Trompettiste de génie, chercheur en mathématiques et en philosophie et ami d’Edouard Glissant, le Martiniquais né à Paris s’est éteint cette nuit à l’âge de 82 ans.
«Chacun a sa chance. Il faut juste être prêt quand elle arrive.» Ce mot de Paul Bley, qui clôt les notes de pochette de Black Suite, numéro 49 de la série BYG-Actuel, prit tout son sens une quarantaine d’années plus tard. En 2007, Jacques Coursil sut saisir sa chance, en publiant Clameurs, un recueil qui permettait enfin de ranger son auteur à côté des figures mythiques du monde de la musique. Jacques Coursil s’y posait définitivement au rang des meilleurs trompettistes, quelque part entre Jon Hassell et Don Cherry. «La trompette, si elle ne chante pas, c’est de la ferraille. Elle danse et enfin elle parle. C’est le fond de ma gorge qu’on entend.» Ecoutez par exemple ce son sur l’introductif Paroles Nues, une mélancolie du futur qui nous fera pleurer longtemps.
«Là où il fallait être»
Chaque mot était soupesé, chaque syllabe comptait chez ce Martiniquais décédé en Belgique dans la nuit du 25 juin d’une longue maladie, comme on dit. Il était né à Montmartre en 1938 : papa milite et maman chante. Lui conjuguera les deux, à sa manière. A 15 ans, il va donc au conservatoire pour apprendre la clarinette, il en ressort avec une trompette. L’instrument idoine pour lui qui entend bien le jazz, «une créativité qui a bouleversé le siècle comme le blues a révolutionné la poésie. C’était donc là où il fallait être si comme moi on était concerné par la chose révolutionnaire». L’heure est à la décolonisation, et Jacques Coursil file à Dakar entre 1958 et 1961, fréquentant déjà l’autre père de cette négritude qui ne cessera plus de le hanter, invoquant encore dans Clameurs Frantz Fanon et bien sûr Edouard Glissant, son ami dont il se disait le «serrurier» de sa complexe pensée.
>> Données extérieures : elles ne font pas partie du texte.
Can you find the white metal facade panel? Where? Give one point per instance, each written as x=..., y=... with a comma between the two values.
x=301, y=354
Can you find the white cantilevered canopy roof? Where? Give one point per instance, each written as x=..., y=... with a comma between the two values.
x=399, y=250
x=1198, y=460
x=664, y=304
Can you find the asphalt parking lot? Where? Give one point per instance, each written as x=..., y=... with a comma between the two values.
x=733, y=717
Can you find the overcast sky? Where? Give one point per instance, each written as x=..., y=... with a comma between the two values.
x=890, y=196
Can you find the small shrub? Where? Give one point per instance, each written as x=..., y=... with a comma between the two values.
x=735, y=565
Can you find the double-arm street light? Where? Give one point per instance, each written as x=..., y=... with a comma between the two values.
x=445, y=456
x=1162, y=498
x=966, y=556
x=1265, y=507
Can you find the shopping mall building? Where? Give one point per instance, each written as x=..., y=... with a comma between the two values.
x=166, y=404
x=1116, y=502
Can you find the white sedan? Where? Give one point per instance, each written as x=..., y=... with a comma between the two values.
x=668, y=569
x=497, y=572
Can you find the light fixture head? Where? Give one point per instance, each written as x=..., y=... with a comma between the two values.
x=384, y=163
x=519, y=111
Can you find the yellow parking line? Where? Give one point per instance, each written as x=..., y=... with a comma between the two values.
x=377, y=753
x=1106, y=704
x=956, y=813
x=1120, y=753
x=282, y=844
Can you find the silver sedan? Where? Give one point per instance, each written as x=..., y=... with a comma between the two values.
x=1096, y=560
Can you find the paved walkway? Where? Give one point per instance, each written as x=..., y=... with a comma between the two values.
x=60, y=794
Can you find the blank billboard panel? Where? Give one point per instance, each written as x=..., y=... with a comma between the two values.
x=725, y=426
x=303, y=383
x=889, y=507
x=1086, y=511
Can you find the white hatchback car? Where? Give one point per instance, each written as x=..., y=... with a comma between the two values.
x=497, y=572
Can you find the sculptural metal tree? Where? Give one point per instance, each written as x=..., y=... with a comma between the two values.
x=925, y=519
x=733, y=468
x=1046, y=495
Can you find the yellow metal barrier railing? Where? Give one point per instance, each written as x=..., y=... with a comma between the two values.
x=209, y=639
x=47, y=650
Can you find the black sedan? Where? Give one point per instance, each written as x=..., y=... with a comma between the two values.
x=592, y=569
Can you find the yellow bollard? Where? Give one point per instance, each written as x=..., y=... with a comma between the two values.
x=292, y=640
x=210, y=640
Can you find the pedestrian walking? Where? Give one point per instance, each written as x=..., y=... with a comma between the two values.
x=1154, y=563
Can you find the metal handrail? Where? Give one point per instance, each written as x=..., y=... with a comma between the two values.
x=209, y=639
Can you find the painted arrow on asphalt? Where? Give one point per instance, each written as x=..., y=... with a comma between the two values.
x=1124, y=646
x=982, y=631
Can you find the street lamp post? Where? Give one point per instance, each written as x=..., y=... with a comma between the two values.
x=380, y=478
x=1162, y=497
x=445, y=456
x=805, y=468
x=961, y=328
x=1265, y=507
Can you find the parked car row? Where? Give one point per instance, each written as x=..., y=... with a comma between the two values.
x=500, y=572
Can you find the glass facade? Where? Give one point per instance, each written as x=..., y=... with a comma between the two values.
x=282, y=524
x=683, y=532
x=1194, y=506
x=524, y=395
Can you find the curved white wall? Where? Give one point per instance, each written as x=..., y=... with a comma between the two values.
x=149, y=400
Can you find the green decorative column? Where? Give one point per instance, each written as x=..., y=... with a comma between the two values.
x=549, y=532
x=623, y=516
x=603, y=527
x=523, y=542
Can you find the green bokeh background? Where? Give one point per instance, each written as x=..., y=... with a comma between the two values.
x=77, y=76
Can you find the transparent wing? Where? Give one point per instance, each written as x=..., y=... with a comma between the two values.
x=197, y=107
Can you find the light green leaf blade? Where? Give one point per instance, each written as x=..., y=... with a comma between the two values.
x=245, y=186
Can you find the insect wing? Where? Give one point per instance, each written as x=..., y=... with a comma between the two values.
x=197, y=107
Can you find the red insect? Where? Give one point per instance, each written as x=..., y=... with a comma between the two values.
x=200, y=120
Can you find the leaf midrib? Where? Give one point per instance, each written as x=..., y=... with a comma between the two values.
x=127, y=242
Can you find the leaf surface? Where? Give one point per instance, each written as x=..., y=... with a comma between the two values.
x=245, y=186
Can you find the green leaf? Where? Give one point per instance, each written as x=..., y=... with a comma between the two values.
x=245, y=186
«Parler de racisme, c’est parler de quelque chose ; parler de race, c’est parler de rien.» La ségrégation, il avait donné pour avoir traversé l’Atlantique en 1965, parce que «Malcolm X était mort et le free-jazz venait de naître». Il y demeurera dix ans, travaillant la composition autour de la «sériellisation», fréquentant la galaxie du free-jazz aux contours multiples. Il enregistre ainsi pour le batteur Sunny Murray, intègre un temps l’Arkestra de Sun Ra, et puis Rashied Ali, Perry Robinson, Marion Brown… C’est de cette époque que datent les deux disques BYG-Actuel. Et puis après un retour dans la France giscardienne, il change de voie : il étudie les mathématiques et les lettres.
Deux thèses à la clef, il enseignera à l’université des Antilles et de la Guyane et à la très réputée Cornell, signant un ouvrage référence, la Fonction muette du langage. Tout est dit, ou presque, pour celui qui continue néanmoins d’entretenir un rapport intime avec sa trompette.
«La musique jaillit de nouveau»
Pour meilleure preuve, quand Jacques Coursil se décide enfin de revenir, il signe un terrible Minimal Brass en 2005 sur Tzadik, multiples pistes de trompette toutes jouées par ses soins. «Alors que j’enseignais la littérature, John Zorn, qui fut mon élève pendant longtemps, m’a proposé cet enregistrement. Je l’ai écrit en une semaine, avec pour concept le désir d’entendre toutes les harmoniques ensemble.» On y redécouvre une personnalité musicale qui ne ressemble à rien ou presque. Lui philosophera : «La musique a été une rivière souterraine. A présent, elle jaillit de nouveau et tout est bien…»Il sortira de nouveaux disques : en 2010, On a Trail of Tears, où il emprunte le Sentier des larmes, récit de la terrible déportation des Cherokees en 1838, pour interroger ces deux mémoires, à travers sa trompette, et quatre ans plus tard Free Jazz Art, un duo avec Alan Silva, sous-titré «Session For Bill Dixon», référence ultime.
En ce nouveau siècle, les cheveux avaient poussé, le trait s’était émacié, le verbe avait affiné sa douce radicalité, taillée comme la sonorité de cet «Antillais qui fait de la musique». Nuance. C’est bien de ce sujet toujours d’actualité dont parlait Clameurs. De la question de son identité, des clichés collés à son masque, lui qui ne voulait pas être «esclave de l’esclavage», le même qui savait nous dire l’importance de l’histoire quand elle s’inscrit dans le champ du réel. Ce manifeste qui n’en a pas le nom remet de terribles inflexions à l’heure du tout-monde. Désormais, il faudra le faire résonner à chaque manifestation.